Entre mars et juin 2019, 246 travailleuses ont participé soit à des ateliers régionaux, soit à des discussions animées par des modérateurs, dans le cadre d’une étude réalisée par l’Instituto Observatorio Social auprès de travailleuses du textile et de la chaussure de six villes brésiliennes : Colatina, Fortaleza, Ipirá, Pouso Alegre, Sapiranga, Sorocaba et São Paulo.
L’étude, financée par la branche brésilienne de la Fondation C&A, avec le soutien de l’organisation américaine de défense des droits du travail Solidarity Center, relève que la forme de violence la plus fréquente au Brésil est le harcèlement moral, de la part des supérieurs hiérarchiques qui invectivent et insultent les employé(e)s, les menacent s’ils ou elles ne travaillent pas à la cadence exigée et les harcèlent lorsqu’ils se rendent aux toilettes.
D’après le rapport, le harcèlement moral concerne souvent les dirigeants syndicaux, plus précisément les dirigeantes syndicales, qui sont étroitement surveillées par leurs supérieurs ; ces derniers harcèlent et licencient même parfois les employé(e)s qui parlent avec elles. L’étude révèle que la violence sexiste est souvent conjuguée à d’autres types de violence et de discrimination, ce qui rend les femmes afro-brésiliennes, les travailleurs LGBT et d’autres catégories de personnes particulièrement vulnérables.
Les travailleuses qui ont pris part à l’étude ont insisté sur l’importance des conventions collectives pour améliorer les conditions de travail ; le rapport recommande aux syndicats de négocier des dispositions visant à lutter contre le harcèlement moral et sexuel sur le lieu de travail, et aussi d’organiser des ateliers et des débats pour informer les travailleurs qu’ils ont droit à un lieu de travail exempt de violence.

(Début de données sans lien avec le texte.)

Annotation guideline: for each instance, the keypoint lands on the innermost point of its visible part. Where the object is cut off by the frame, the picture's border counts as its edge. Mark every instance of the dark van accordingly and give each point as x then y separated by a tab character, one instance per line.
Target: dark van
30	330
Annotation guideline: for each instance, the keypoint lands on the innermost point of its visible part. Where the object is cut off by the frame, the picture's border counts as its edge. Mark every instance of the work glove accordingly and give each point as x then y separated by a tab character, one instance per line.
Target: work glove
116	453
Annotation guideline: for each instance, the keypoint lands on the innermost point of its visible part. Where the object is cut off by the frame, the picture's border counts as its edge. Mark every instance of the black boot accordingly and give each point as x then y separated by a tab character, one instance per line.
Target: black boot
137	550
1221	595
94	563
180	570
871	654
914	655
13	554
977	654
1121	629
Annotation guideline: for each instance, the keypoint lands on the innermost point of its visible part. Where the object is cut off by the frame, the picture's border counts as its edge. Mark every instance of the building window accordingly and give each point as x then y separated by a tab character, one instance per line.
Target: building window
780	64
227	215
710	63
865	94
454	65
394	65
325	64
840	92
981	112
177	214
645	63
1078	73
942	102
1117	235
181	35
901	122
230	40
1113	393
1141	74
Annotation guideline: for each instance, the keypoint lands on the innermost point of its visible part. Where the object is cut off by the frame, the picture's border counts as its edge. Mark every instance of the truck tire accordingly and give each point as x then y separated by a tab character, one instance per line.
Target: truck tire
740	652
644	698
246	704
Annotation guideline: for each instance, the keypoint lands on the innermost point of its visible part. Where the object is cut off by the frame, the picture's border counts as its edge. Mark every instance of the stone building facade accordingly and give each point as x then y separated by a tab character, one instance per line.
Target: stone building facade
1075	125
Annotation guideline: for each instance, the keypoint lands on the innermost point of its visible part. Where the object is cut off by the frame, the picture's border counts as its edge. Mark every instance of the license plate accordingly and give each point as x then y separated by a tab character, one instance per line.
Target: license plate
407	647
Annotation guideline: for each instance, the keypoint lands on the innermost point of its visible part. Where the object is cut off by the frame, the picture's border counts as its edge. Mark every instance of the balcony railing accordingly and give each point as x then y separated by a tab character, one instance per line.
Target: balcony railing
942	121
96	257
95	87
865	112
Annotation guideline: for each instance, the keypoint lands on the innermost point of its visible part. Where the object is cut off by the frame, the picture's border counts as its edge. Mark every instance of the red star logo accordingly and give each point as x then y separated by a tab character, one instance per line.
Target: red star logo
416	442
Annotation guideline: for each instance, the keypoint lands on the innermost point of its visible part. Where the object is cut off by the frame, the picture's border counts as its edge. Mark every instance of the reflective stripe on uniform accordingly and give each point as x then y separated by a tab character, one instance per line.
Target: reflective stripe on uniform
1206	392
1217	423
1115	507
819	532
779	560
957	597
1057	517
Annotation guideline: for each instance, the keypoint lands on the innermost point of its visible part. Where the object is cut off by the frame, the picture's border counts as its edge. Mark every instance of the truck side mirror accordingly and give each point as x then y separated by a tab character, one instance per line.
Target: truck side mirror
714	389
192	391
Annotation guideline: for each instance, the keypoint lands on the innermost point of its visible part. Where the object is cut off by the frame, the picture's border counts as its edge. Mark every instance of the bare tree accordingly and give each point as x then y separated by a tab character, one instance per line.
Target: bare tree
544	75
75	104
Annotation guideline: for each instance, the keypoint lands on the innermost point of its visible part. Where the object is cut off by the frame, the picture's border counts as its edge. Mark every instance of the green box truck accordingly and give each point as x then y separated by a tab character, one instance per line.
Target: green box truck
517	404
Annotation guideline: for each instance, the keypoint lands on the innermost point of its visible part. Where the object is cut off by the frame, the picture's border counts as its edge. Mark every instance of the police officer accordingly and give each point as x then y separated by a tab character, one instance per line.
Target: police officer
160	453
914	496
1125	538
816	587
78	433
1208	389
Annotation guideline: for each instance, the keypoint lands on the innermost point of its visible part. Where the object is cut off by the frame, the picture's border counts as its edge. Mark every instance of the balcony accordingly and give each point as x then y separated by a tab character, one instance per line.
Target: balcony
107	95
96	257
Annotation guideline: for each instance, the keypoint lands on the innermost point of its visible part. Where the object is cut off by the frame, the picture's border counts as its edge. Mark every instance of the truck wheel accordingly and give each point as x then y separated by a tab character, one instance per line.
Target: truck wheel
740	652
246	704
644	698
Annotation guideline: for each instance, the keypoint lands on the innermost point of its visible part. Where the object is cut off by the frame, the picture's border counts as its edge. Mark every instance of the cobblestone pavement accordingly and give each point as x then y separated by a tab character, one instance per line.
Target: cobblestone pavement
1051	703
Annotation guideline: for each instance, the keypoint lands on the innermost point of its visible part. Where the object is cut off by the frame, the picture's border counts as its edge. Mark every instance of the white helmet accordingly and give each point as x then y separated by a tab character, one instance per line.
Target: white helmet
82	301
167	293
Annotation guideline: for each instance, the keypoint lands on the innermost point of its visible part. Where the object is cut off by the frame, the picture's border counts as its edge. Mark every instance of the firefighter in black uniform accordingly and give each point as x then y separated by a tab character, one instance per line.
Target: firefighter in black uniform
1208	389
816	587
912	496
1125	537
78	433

Un grand nombre de femmes interrogées ne connaissent pas les lois et les autres options disponibles pour combattre la violence au travail.
Par ailleurs, les dirigeants syndicaux aux niveaux local et national qui n’ont pas participé directement au projet ont manifesté un vif intérêt à l’égard des résultats, souligne Francisca Trajano. « Ils réfléchissent à la manière dont les syndicats peuvent permettre aux femmes victimes de violences d’obtenir de l’aide. »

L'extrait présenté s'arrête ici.